- Blockchain engineers join artificial intelligence specialists as the top paid software development roles, earning an average yearly salary between $150,000 and $175,000, according to data provided to CNBC by tech recruiting firm Hired. The average software engineer, by comparison, earns an average of $135,000 a year.
- Demand for blockchain engineers rose a sharp 400% since 2017, according to Hired. The demand for blockchain specialists is more acute than that of software engineers, which has driven salaries up.
Blockchain investment is set to crack the $2 billion mark this year, and more businesses expect the technology to become a foundational part of IT infrastructure in the long run. In the next few years, early blockchain players and innovators will be crucial for setting standards and protocols.

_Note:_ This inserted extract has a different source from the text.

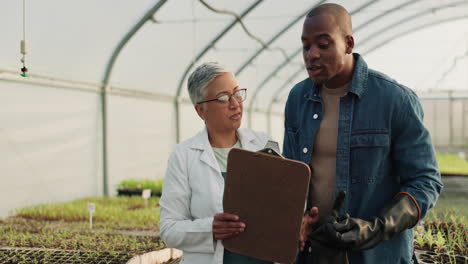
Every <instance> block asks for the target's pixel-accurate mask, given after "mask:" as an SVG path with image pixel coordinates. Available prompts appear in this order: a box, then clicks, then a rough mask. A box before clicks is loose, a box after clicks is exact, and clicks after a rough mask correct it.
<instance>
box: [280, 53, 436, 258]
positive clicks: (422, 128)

The kickoff of major, cross-industry blockchain initiatives, such as IBM's food supply train tracking program, are helping build trust in the platform and inspire new use cases.
Yet tech refresh and taking care of outdated IT is still a priority for many businesses going into 2019, but as more organizations modernize, there will be more market opportunity for advanced tech such as blockchain.

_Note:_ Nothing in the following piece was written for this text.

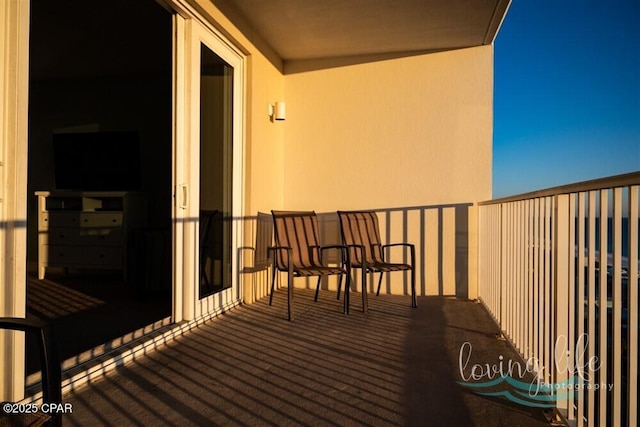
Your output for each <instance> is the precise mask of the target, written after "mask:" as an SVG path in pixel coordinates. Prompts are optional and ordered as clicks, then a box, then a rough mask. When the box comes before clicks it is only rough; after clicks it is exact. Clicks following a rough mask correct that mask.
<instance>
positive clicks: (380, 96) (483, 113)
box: [203, 2, 493, 302]
mask: <svg viewBox="0 0 640 427" xmlns="http://www.w3.org/2000/svg"><path fill="white" fill-rule="evenodd" d="M203 8H204V9H205V10H206V11H207V14H208V15H209V17H210V18H212V19H213V21H214V22H215V23H216V26H217V27H218V28H220V29H221V30H223V32H224V34H225V35H226V36H227V37H229V38H230V39H231V40H232V41H233V42H234V43H235V44H236V46H237V47H239V48H240V49H241V50H242V51H243V52H244V53H245V54H246V55H247V87H246V89H247V106H248V108H247V112H246V114H247V116H246V118H245V120H246V141H245V153H246V158H245V162H246V163H245V165H246V173H245V213H246V215H255V214H256V212H257V211H264V212H269V210H271V209H288V210H289V209H290V210H297V209H300V210H315V211H317V212H333V211H336V210H338V209H379V208H400V209H402V208H407V207H413V206H430V207H432V208H430V209H426V210H423V211H421V212H420V211H418V212H416V211H411V212H410V213H408V217H407V218H408V219H407V221H408V222H407V223H404V222H403V221H404V219H403V215H402V213H401V212H402V211H399V212H396V213H391V214H389V216H388V217H385V218H381V223H382V224H386V223H387V222H389V223H390V229H391V235H389V236H386V237H387V238H388V239H389V241H399V240H403V239H404V235H406V239H407V240H408V241H411V242H415V243H416V244H417V248H416V250H417V253H416V256H417V259H418V264H419V266H418V271H417V276H418V279H417V283H418V294H419V295H438V294H440V295H443V294H445V295H452V294H459V293H460V284H461V283H464V284H465V287H466V288H467V289H466V291H465V292H467V293H466V295H467V296H468V297H471V298H473V297H475V283H476V274H475V271H476V267H475V266H476V263H477V261H476V248H475V244H476V240H477V239H476V238H475V236H474V235H473V234H474V233H475V232H476V227H475V217H474V215H475V210H474V209H470V210H469V211H464V209H463V210H459V209H458V210H456V208H455V207H451V206H450V205H453V204H458V203H465V204H469V203H474V202H477V201H480V200H487V199H490V198H491V162H492V160H491V159H492V128H493V46H482V47H476V48H470V49H462V50H457V51H450V52H441V53H433V54H426V55H419V56H409V57H403V58H396V59H389V60H381V61H374V62H365V63H360V64H355V65H347V66H339V65H338V66H335V67H330V66H329V67H324V68H318V69H315V70H312V71H301V72H295V71H294V72H291V73H288V74H283V72H282V71H281V70H282V69H283V66H282V64H281V63H279V62H278V61H274V60H273V56H272V55H271V52H268V51H267V52H266V53H263V52H262V51H261V50H260V49H258V47H256V44H259V43H254V42H252V40H250V39H249V38H247V37H246V36H245V35H244V34H243V33H242V31H240V30H239V29H238V28H237V27H235V26H234V25H232V24H231V22H230V21H228V20H227V19H226V17H225V16H224V15H223V14H222V13H221V12H219V11H217V10H216V9H215V7H214V6H212V5H211V4H210V3H209V4H207V3H206V2H205V3H203ZM274 63H275V65H274ZM295 68H296V67H288V69H291V70H295ZM278 100H284V101H285V102H286V105H287V118H286V121H284V122H273V121H271V119H270V118H269V116H268V106H269V104H273V103H274V102H276V101H278ZM443 205H447V206H443ZM460 212H466V213H465V214H463V215H466V216H465V217H464V219H463V220H464V221H468V223H467V225H466V227H463V228H465V229H464V230H463V231H462V234H466V237H465V238H466V240H464V239H463V241H462V246H461V243H460V240H459V238H460V234H461V227H460V220H459V219H456V218H455V215H456V214H460ZM385 226H386V225H385ZM334 228H335V227H334ZM247 231H248V232H247V236H252V235H253V233H252V232H251V231H250V230H247ZM403 233H404V234H403ZM336 238H337V237H336ZM383 238H384V237H383ZM456 239H458V240H456ZM245 244H247V245H251V244H253V242H252V241H251V237H247V238H245ZM461 253H462V254H463V258H460V254H461ZM460 259H465V260H468V263H467V265H468V268H466V269H464V268H462V269H461V266H460ZM461 271H462V274H461ZM461 277H462V278H461ZM247 279H249V280H250V281H251V283H248V282H247V281H246V280H243V286H244V287H245V291H244V292H243V294H244V296H245V301H247V302H250V301H253V300H255V299H256V298H260V297H262V296H263V295H265V294H266V288H267V285H268V282H267V280H266V278H258V279H256V278H255V277H251V278H247ZM256 280H257V282H255V281H256ZM303 286H304V284H303ZM357 286H358V288H359V284H358V285H357ZM256 288H259V290H257V291H256ZM386 291H387V292H391V293H406V292H407V291H408V288H407V278H406V277H405V279H404V280H396V279H394V280H392V281H391V282H390V283H388V286H387V287H386Z"/></svg>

The sudden uptick of everyone and their mother trying to use one of the most hyped technologies of 2018 is challenging businesses looking for blockchain talent. Recruiters can only stretch the hiring budget and benefits so far and competing companies are avidly pursuing blockchain engineers for new opportunities, making retention harder.
Artificial intelligence and cybersecurity are two fields similarly plagued by talent constraints. Efforts to retool education programs around these areas will help the future talent pipeline; more promise than reality right now, blockchain has yet to benefit from comparable changes.